Guntur Romli: Prabowo Tong Kopong! Ustadz Hilmi: Amunisi Banyak, Prabowo bisa Permalukan Jokowi!

Prabowo Subianto dan Joko Widodo (bbc)


intelijen – Malam ini (17/01) menjadi ajang debat perdana Pilpres 2019 yang digelar Komisi Pemilihan Umum ( KPU). Debat dimulai jam 20.00 WIB bertempat di Hotel Bidakara, Pancoran, Jakarta Selatan.

Dipandu Ira Koesno dan Imam Priyono, debat perdana Pilpres 2019 ini akan mengangkat tema hukum, HAM, terorisme, dan korupsi.

Prediksi soal jalannya debat sudah menjadi topik hangat di sosial media sejak dua hari terakhir. Masing-masing kubu pendukung capres/cawapres terlibat perang opini jalannya debat.

Aktivis Jaringan Islam Liberal (JIL) yang juga caleg Partai Solidaritas Indonesia (PSI) Guntur Romli bersuara keras menakar kemampuan debat Prabowo. Menurut Guntur, Prabowo akan tampil berapi-api tetapi penuh kebohongan. Sementara Jokowi lebih tenang dan menguasai persoalan.

“#DebatPilpres2019 itu mudah ditebak, Prabowo yang berapi-api, tapi belepotan penuh kebohongan & hoax, Jokowi yang tenang tapi menguasai persoalan hingga ke soal tehnis & data, Prabowo tong kopong, Jokowi penuh isi merunduk seperti padi,” tulis Guntur Romli di akun Twitter @GunRomli.

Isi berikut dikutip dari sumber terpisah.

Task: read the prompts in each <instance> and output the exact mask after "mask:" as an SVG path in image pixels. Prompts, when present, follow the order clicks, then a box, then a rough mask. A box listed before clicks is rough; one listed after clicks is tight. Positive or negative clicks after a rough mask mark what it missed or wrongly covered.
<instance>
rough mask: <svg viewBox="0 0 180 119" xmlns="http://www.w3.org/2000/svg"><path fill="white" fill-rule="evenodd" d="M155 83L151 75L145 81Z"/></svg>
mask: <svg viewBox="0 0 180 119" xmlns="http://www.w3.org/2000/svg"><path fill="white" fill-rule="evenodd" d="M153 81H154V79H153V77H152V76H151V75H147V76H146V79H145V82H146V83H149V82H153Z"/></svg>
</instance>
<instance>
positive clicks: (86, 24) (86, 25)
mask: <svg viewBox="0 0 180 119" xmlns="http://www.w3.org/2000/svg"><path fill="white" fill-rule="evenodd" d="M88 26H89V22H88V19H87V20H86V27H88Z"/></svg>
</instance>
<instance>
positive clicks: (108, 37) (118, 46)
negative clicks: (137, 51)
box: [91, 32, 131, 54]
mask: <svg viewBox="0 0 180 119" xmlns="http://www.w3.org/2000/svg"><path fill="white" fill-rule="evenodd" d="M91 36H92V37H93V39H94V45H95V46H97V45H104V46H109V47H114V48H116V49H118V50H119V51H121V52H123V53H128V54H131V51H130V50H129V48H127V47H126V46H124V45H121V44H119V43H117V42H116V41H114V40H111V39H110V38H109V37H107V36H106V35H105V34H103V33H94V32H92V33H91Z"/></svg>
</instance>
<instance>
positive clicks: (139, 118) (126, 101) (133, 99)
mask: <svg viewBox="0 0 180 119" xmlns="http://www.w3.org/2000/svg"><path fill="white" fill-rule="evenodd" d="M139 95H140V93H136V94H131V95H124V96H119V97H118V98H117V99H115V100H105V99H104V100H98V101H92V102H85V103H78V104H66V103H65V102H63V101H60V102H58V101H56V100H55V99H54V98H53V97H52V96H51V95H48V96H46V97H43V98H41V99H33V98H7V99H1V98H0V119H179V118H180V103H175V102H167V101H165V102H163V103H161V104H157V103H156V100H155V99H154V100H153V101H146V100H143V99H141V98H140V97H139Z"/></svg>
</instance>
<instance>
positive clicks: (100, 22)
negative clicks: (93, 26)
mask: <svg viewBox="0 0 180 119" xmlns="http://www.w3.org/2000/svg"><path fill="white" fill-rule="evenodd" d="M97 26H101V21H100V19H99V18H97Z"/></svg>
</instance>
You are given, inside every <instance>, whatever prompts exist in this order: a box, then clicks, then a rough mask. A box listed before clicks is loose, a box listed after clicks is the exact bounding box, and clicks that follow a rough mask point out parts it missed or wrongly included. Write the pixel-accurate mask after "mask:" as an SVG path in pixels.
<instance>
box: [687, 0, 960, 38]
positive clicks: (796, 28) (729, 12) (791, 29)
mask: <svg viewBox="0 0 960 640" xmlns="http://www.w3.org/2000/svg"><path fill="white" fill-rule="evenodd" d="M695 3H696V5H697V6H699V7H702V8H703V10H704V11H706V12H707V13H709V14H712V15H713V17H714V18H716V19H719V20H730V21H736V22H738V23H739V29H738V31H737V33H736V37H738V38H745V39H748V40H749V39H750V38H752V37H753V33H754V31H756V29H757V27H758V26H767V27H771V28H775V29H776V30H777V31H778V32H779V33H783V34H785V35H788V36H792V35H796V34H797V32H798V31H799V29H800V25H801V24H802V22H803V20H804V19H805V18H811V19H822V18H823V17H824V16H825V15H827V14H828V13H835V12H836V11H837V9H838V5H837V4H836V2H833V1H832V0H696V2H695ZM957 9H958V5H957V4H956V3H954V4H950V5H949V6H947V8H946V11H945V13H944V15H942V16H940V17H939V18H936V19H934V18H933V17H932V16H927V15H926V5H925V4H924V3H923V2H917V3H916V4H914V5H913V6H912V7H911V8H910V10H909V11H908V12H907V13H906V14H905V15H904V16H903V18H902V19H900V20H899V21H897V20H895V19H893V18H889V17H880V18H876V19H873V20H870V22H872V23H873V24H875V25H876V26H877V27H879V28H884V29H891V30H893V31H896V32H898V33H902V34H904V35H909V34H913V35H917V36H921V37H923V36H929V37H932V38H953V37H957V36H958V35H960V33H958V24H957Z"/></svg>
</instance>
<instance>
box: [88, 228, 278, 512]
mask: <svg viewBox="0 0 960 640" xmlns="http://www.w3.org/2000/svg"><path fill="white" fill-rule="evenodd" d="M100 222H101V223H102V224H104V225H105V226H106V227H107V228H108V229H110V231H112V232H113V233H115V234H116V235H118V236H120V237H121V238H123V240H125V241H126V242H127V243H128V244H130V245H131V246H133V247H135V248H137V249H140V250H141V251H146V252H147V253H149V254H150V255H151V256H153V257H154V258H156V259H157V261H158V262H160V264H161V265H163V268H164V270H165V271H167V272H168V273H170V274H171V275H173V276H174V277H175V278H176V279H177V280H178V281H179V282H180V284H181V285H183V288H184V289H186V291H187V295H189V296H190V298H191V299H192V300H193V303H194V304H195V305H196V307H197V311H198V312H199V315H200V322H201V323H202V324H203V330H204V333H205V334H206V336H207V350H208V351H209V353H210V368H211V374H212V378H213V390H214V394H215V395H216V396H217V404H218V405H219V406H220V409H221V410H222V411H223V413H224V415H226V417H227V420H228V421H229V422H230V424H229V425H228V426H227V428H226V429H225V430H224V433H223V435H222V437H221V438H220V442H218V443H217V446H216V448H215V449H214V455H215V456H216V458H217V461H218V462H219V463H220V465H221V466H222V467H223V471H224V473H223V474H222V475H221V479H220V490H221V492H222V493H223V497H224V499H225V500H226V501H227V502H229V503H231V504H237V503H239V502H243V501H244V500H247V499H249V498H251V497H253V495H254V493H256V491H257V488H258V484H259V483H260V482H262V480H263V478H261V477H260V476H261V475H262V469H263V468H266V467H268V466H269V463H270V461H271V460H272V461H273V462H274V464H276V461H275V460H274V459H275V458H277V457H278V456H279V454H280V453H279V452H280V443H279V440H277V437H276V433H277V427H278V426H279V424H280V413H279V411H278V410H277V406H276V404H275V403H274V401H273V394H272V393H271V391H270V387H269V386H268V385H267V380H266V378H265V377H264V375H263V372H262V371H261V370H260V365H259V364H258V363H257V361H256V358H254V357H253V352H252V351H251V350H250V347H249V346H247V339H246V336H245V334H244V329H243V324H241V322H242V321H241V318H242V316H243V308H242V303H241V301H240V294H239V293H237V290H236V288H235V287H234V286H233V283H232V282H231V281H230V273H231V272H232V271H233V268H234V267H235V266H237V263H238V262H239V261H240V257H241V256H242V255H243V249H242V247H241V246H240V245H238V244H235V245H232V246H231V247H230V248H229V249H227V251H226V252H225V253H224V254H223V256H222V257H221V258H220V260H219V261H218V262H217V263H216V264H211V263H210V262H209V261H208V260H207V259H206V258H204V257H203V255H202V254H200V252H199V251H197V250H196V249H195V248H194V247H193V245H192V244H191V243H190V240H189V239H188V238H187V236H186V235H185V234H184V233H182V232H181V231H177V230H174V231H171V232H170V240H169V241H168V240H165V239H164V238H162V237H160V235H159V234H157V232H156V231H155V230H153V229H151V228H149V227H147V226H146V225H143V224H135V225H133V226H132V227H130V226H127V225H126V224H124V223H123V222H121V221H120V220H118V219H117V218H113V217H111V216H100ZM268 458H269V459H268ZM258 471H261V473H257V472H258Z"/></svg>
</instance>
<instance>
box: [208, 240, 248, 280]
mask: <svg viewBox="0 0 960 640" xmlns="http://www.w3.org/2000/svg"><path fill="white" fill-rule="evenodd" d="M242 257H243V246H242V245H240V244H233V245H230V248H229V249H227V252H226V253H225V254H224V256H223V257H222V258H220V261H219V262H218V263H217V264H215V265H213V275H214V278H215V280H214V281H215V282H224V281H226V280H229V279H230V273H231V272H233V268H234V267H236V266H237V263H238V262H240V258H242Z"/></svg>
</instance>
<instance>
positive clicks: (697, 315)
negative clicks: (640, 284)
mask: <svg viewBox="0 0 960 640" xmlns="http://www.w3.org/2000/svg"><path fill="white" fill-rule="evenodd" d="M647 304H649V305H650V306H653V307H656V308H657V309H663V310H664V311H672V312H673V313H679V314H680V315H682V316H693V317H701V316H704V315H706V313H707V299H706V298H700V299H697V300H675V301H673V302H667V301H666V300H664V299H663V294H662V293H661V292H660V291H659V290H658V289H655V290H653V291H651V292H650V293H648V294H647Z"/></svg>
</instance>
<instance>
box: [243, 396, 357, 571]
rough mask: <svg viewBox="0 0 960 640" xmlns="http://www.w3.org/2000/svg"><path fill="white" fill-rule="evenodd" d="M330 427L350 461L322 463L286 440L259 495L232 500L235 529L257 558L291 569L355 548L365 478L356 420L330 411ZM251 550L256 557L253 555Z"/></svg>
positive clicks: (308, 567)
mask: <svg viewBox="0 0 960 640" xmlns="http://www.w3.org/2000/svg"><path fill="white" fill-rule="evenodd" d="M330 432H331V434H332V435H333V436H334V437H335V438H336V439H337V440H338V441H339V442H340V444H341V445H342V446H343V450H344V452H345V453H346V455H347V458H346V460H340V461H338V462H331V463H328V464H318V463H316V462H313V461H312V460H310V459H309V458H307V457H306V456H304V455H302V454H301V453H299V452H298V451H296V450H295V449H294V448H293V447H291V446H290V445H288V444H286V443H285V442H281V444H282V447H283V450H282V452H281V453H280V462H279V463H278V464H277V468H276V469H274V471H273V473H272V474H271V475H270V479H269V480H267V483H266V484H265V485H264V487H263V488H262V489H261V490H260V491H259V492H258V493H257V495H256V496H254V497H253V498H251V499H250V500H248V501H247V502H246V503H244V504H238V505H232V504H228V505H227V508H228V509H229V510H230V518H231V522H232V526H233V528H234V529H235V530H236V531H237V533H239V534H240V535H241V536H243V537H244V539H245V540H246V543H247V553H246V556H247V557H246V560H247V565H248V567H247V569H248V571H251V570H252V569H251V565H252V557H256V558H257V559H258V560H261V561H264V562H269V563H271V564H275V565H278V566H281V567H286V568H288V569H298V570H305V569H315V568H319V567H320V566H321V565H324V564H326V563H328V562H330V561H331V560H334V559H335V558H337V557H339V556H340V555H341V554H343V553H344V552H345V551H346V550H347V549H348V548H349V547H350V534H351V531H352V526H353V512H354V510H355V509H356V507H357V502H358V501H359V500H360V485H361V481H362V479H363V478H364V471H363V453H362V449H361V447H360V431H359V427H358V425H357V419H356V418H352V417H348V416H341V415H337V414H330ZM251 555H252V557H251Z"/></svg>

Di sisi lain, pemikir Islam yang juga dai kondang Ustadz Hilmi Firdausi menegaskan bahwa pasangan calon presiden/wapres nomor urut 02 mempunyai “amunisi” yang banyak dan fresh. Amunisi itu bisa digunakan untuk mempermalukan paslon 01.

“Kelemahan lawan adalah amunisi dalam berdebat. Untuk Paslon 01, saya rasa amunisi lama masih dipakai untuk ‘menyerang’ 02. Nah, Paslon 02 punya amunisi buanyak banget & fresh, amat bisa digunakan untuk ‘mempermalukan’ 01 jika mau. Mungkin itulah jawaban dari kisi-kisi yang selama ini diperbincangkan,” tegas Ustadz Hilmi di akun @Hilmi28.

Dalam debat Pilpres 2019 perdana ini, berlaku ketentuan Undang-Undang Nomor 7 Tahun 2017 tentang Pemilu. UU Pemilu mengatur sejumlah hal yang tidak boleh dibahas dalam debat. Misalnya, dilarang mempersoalkan Pancasila, Undang-Undang Dasar 1945, bentuk NKRI, hingga membawa isu SARA.